Mountains and mental models.

Mountains

As I continue to struggle with the reality of having left my beloved west coast and trying to make sense of all the things on the east that seem so off-kilter, I was struck once again while driving through North Carolina how most of my unease is due to upsets in my mental models. Take, for example, the mountains. Pictured above, we have the Olympic mountain range on the left, the La Platas in the middle, and the Blue Ridge mountains on the right. Obviously, one of these things is not like the other.

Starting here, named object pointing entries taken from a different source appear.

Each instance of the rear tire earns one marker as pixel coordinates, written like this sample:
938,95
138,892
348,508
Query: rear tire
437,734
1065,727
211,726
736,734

The La Plata mountain range in the middle is the range most familiar to me. I don’t remember the first time I laid eyes on these frosted peaks because I was baby when I did. They’re in southwest Colorado, looming over the town of Durango, where I spent the better part of my childhood. Mind you, it wasn’t just this range in isolation that I grew up around. The western half of Colorado is the Rocky Mountains, and there are mountain ranges like this from north to south, east to west. I grew up over a mile high with these mountains in constant view, snug in the valleys of these beautiful, 14,000 ft forms. My eyes spoiled by their loveliness. My lungs billowed with their crisp freshness.

The mountains on the left are part of the Olympic mountain range, which lies to the west of Seattle, across the Puget Sound. These powdered-sugar dusted peaks are visible from the front porch of Will’s house on Queen Anne. They greeted me on a regular basis for the more than four years I lived in that house. Very craggy and rocky, they represent the other mountain ranges in Washington state. Sharp, jagged, and white.

To the left are the Blue Ridge…er…mountains of North Carolina. Beautiful as they are, I hesitate to call them that. As you can see, they look more like the foothills leading up to the real mountains I grew up with in the west.

It’s something very hard for me to get used to out here; an example of yet another aspect of this east coast interface that doesn’t behave as expected. This concept of hills being mountains? Utterly foreign to me. It throws me for a loop every time someone says they’re going to the mountains for the day. THOSE ARE NOT REAL MOUNTAINS, PEOPLE. Geologists might disagree with me, but as far as I’m concerned, real mountains don’t exist east of the Rockies.